Meet the Press excludes mainline church voices

Meet the Press excludes mainline church voices is an interesting commentary at Spero News.

NBC's Meet the Press is wrong to ignore leaders of the nation's 45 million mainline Protestant, Orthodox and African American Christians, says the communications director of the 1.3-million-member United Church of Christ.

The Rev. Robert Chase says the annual "Faith in America" installment on Meet the Press, which aired on Easter Sunday, April 16, "totally shut out any representation from the nation's mainline churches."

For at least the second year in a row, NBC's invited panel of religious leaders included no representative from the National Council of Churches or any of its 35 member communions, such as the UCC, Episcopal Church, United Methodist Church, Presbyterian Church (U.S.A.), Evangelical Lutheran Church in America, Christian Church (Disciples of Christ), Reformed Church in America, Greek Orthodox Archdiocese.

Of course, the interesting question that so many of us mainline types refuse to ask is, "If we are so 'mainline,' how can the media be so dismissive without impunity?" Maybe it is because we have become the sideline instead.


Comments

9 responses to “Meet the Press excludes mainline church voices”

  1. Mainline – hardly. Sideline – could be. Maybe all that is left is an outline.

  2. Hehehe… And maybe if we don’t wake up, flatline.

  3. Because we lost sight of the goaline?

  4. Are we paying attention to the deadline?

  5. I’ve created a monster! Don’t make me draw the line.

  6. The same phenomenon could be observed when Benedict XVI was elected pope. When JPII was elected, “mainline” representatives were interviewed repeatedly. I watched all of the major news networks during the last papal election – not once did I see an appearance by a “mainline” church leader. Several “mega-church” leaders, however, *were* interviewed.
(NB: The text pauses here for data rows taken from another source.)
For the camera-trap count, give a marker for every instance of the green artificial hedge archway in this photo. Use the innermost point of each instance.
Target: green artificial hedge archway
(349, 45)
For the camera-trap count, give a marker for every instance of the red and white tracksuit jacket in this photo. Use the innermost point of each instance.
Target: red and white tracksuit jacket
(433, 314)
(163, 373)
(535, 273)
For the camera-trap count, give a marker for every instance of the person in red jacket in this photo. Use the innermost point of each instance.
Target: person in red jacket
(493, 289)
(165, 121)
  7. The MSM has built up its ratings by dramatizing the culture war. On the frontlines of this war are the secularists and the conservatives. According to this version of reality the Catholics and the evangelicals have joined forces and sided with the republicans lock, stock and barrell. There is no room in that narrative for the mailine protestant churches some of which embrace homosexuality have more flexible opinions on abortion, etc. There is also no room in that narrative for the rest of the doctrine of the Culture of Life which favors protecting ministering to the poor and opposes the death penalty and war. You could see this in the lead up to the Iraq war and prior to the election. Every network mentioned the President’s visits to the Vatican, but not one mentioned the Pope John Paul’s statement that the war was “a defeat for humanity” nor are they now covering Pope Benedict’s calls for peace. It just doesn’t make for a good sound bite and the news channels are afraid their ratings might drop if they report something that doesn’t fit with what the perceive is the worldview of the majority of their viewers.

  8. Thanks for those observations, Chris. Your comments also remind me of 1998 when Clinton took a religious delegation to China that included an archbishop, a rabbi, and two National Association of Evangelical reps. The NCC lobbied to no avail to be included. Clinton has to be one of the most perceptive politicians of the past few decades when it comes to identifying rising power blocks and I think this event said a lot for what he thought about evnagelicals at least in the near future.
    This marginalization of mainliners has been going on for a least a decade or more.

  9. Thanks for your thoughts Kathy. I agree with you that conservative Christianity (less so Catholics) has over identified with the Republican party but the other reality is that the institutional structures of mainline denomination are sold out “lock stock and barrell” to the Democrat party. Yet there is a profound difference here.
    The leadership of evangelical insitutions are usually reflecting a broad majority of their followers. There followers embody what is is being advocated and politicians understand this. In the PCUSA, of those who claim a party affliation, it is two to one Republican yet look at the political statements that come from the institutional arm of the church. There is little embodiment in the rank and file of the values expressed politicians know this.
    I don’t believe you would find PCUSA Republicans on the whole to be as right-wing as some of the evangelical expressions but they would be far more to the center than the insitutional structures allow. If you are a politician counting votes, which are you going to pay more attention to? The values emodied by the masses or the values tauted by organizational operatives.
    Mainliners have no voice because members do not, on the whole, embody the values articulated by their leaders. I am NOT saying the answer is a swing to the far right from the far left. But if we are ever to have a credible voice again, embodiment is going to have to correspond with institutional voice. Evangelicals and Catholics have this.
    Most importantly, we all need to quit basing our policy decisions on political party loyalty and look to God and His Word.